This blog explains how BioWare's studio culture and core values have had a significant impact on the success of its QA team.

Tulay Tetiker McNally, Blogger

April 22, 2013

6 Min Read

As leaders we need to help others understand the value that a QA team can add to development by making our contributions more visible. This is especially important in cultures where testing or testers have been under-valued.

Testers that are an integral part of development collaborate with ALL development disciplines to deliver valuable features on time and on quality, while keeping the technical debt to a manageable level so the development team can maintain a regular and reliable cadence. 

So, how can you strive towards a quality organisation? It begins with strong leadership, a skilled team of analysts and a collaborative studio culture. 

Our studio core values have been fundamental to the success of BioWare. Core Values remind us that we always have a need to improve, not only with our games, but also in making the company better all the time. 

Our studio culture aligns our systems, our structure and our people. Where culture is strong, people do things because they believe it is the right thing to do, not because they are told to.

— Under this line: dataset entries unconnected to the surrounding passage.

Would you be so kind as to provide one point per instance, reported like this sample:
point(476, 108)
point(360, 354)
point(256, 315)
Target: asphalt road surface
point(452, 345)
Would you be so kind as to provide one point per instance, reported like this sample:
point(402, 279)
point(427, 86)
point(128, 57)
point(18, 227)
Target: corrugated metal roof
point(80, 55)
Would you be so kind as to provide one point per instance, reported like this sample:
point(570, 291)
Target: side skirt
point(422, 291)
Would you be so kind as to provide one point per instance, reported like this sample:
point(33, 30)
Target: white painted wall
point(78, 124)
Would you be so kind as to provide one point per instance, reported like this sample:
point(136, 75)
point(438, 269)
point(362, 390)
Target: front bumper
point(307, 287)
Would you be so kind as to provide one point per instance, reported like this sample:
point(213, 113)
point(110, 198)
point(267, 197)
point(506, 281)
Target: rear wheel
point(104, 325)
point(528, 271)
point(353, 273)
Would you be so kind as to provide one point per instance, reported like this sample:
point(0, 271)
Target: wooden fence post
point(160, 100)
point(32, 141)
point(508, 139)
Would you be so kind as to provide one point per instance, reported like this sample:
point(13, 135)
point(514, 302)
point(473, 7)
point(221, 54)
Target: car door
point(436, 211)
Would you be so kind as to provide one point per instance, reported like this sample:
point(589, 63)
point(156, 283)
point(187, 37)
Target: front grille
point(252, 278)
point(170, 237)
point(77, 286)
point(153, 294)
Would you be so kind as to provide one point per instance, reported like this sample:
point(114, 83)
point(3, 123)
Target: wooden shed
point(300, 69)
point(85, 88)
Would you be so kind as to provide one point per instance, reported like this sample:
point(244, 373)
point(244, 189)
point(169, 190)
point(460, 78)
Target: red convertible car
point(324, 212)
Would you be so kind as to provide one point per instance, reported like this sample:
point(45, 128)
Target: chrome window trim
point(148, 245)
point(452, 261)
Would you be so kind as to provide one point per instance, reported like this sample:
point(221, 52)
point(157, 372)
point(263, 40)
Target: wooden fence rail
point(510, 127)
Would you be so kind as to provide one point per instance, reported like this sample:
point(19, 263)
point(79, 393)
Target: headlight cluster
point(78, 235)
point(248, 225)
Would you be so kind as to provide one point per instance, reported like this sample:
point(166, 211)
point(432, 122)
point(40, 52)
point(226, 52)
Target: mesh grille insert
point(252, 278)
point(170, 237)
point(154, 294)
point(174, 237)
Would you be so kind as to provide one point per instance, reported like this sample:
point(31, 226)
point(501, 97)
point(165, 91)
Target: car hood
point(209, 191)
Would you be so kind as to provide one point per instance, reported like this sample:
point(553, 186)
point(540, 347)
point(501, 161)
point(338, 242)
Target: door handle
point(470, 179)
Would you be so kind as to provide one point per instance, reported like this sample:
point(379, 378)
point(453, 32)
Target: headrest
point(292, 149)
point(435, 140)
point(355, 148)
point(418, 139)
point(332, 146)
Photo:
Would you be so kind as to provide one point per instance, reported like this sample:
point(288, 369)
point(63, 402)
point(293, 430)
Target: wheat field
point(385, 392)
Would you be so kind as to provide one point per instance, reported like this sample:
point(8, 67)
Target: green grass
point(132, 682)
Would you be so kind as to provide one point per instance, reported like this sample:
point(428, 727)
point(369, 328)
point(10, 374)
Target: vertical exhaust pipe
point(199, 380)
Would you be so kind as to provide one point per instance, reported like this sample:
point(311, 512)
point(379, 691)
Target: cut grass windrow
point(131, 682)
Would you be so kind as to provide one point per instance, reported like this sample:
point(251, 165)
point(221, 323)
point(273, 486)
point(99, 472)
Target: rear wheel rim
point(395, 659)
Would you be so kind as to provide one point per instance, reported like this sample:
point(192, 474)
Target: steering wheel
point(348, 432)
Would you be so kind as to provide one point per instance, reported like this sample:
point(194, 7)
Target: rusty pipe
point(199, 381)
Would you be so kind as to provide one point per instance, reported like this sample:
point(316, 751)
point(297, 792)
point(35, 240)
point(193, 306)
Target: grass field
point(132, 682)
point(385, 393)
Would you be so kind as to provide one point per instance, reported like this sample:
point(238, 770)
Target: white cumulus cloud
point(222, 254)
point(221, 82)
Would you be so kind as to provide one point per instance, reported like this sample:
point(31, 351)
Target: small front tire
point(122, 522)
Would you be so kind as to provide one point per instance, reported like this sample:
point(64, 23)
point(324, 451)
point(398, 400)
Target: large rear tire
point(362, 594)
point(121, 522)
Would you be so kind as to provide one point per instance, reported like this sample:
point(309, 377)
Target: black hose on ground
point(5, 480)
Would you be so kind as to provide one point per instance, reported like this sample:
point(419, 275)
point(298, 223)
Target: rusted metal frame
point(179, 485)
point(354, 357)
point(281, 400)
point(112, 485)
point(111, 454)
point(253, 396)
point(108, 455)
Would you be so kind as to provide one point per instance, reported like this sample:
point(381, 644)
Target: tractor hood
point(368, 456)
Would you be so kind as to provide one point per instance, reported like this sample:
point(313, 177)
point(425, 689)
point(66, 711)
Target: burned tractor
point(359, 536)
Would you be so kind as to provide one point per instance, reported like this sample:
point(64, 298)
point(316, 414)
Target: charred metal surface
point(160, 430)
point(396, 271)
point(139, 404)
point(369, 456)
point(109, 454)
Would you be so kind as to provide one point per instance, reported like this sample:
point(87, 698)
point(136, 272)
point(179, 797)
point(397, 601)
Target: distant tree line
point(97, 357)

BioWare's core values keep our 3 key stakeholders (fans, employees and investors) in balance and are defined as follows: 

Quality in our workplace - focuses on our employees, making BioWare a great place to work and have our staff see their work and contribution as a career and not just a job

Quality in our products - emphasizes that we should always strive to make our next game better than the last

Entrepreneurship - This can mean developing games smarter, having more efficient processes in place and so on.  

And all of this is in the context of humility and integrity. This can mean taking feedback, improving and listening, always striving to get better, being forthright and honest in our interactions with external facing groups. 

An organisation cannot be improved only from the top. The top however can set the context and provide a vision, policy incentives, and mechanisms for interaction, coordination and monitoring.

Our studio’s vision is to create, deliver and develop the highest quality, most emotionally engaging games in the world. Engage the audience with something that feels real, create memorable characters and stories, and be genre-defining.

At BioWare, a department structure supports project units. It is not built around project teams. We have a strong project/matrix structure with the project managers and producers primarily being responsible for the project they are working on.

Their focus is on the overall scope of the title, the delivery of features on time, quality and budget.

Department directors of every discipline (art, design, programming or QA for example) are responsible for discipline excellence. I am, for example, responsible for strategic planning, organizing, directing and coaching the QA teams with a focus on my QA Leaders. 

I am accountable for the success but also for the failure of my discipline’s processes and strategies and my staff. In conjunction with the other studio departments and project leaders, my goal is to ensure the success of the projects and of the studio as a whole. Of course there can be conflicts between the two axes (Project/Department), this is why it is so important to hire people that can collaborate, compromise and communicate well. Building good relationships and networking skills are key.

Where a producer on a game focuses on the immediate project plan and the product they are working on, the Department Director focuses on long-term planning across multiple products, staffing the project with the right people who have the right skill-set, driving continuous improvement of development practices and skills of their teams. 

This structure is especially effective in fairly large teams that work on multiple products simultaneously, as it is the case at our studio. In the context of QA I feel it is important that we report into a department and not the project so we can be truly impartial and un-biased, supporting all development disciplines. 

Being part of the studio and its vision, culture and having common goals with every other developer to ship the best story-driven games in the world, creates the path for truly embedded studio QA. 

It is very important to me that everyone who works on one of our games believes in the success of the product and gives their best to deliver on our common vision and goal.

At BioWare our QA Culture is one of integrity, problem solving and fun. 

  1. Integrity, because first and foremost, we’re honest. People make software and people also make mistakes (including QA); if you are not making any mistakes, it means you're not taking any risks. By accepting those mistakes we can work to improve them (without blaming one another or other disciplines). Our QA is proud of what they do, because they are enabled and encouraged to always do the right thing for project, to the best of their ability.

  2. Problem solving, because in an ever-changing environment, QA continually encounters new problems. They also investigate old problems, by finding solutions to prevent them.
     

  3. Last but not least we don’t forget to have fun. This is about having a positive attitude about the work the team does. A necessary part of problem solving is identifying problems; it’s also about discovering opportunities. Our QA are excited to be part of a collaborative group who are always looking for continuous improvement. 


To realise this vision there must be a shared commitment, a collective endeavour with everyone understanding and aligning with the big picture. Every employee in our studio has equal opportunities to realise their full potential within the company. Every employee is treated fairly, respecting their contributions to the company and QA is no exception.

If you want to achieve similar success with embedded QA don’t just put a tester on a team and expect magic to happen. If you want to achieve success, you have to demonstrate value that QA can add to your development.

Maybe start on a smaller scale and see how they work with your development team and if they show value then use this success as a sales pitch to your studio for future growth.

Always show and demonstrate value if you want this (or any new model) to truly succeed. QA is not just about “assuring Quality.” - And I very much doubt that one discipline can do that or can be held accountable for the Quality of a product. 

Quality is owned by everyone who is creating the game and everybody should care about it.

There is so much stigma and ambiguity attached to those two letters “QA” that it almost feels like the discipline needs to reinvent itself, and maybe finding a new name or more fitting description is a good start for a new beginning.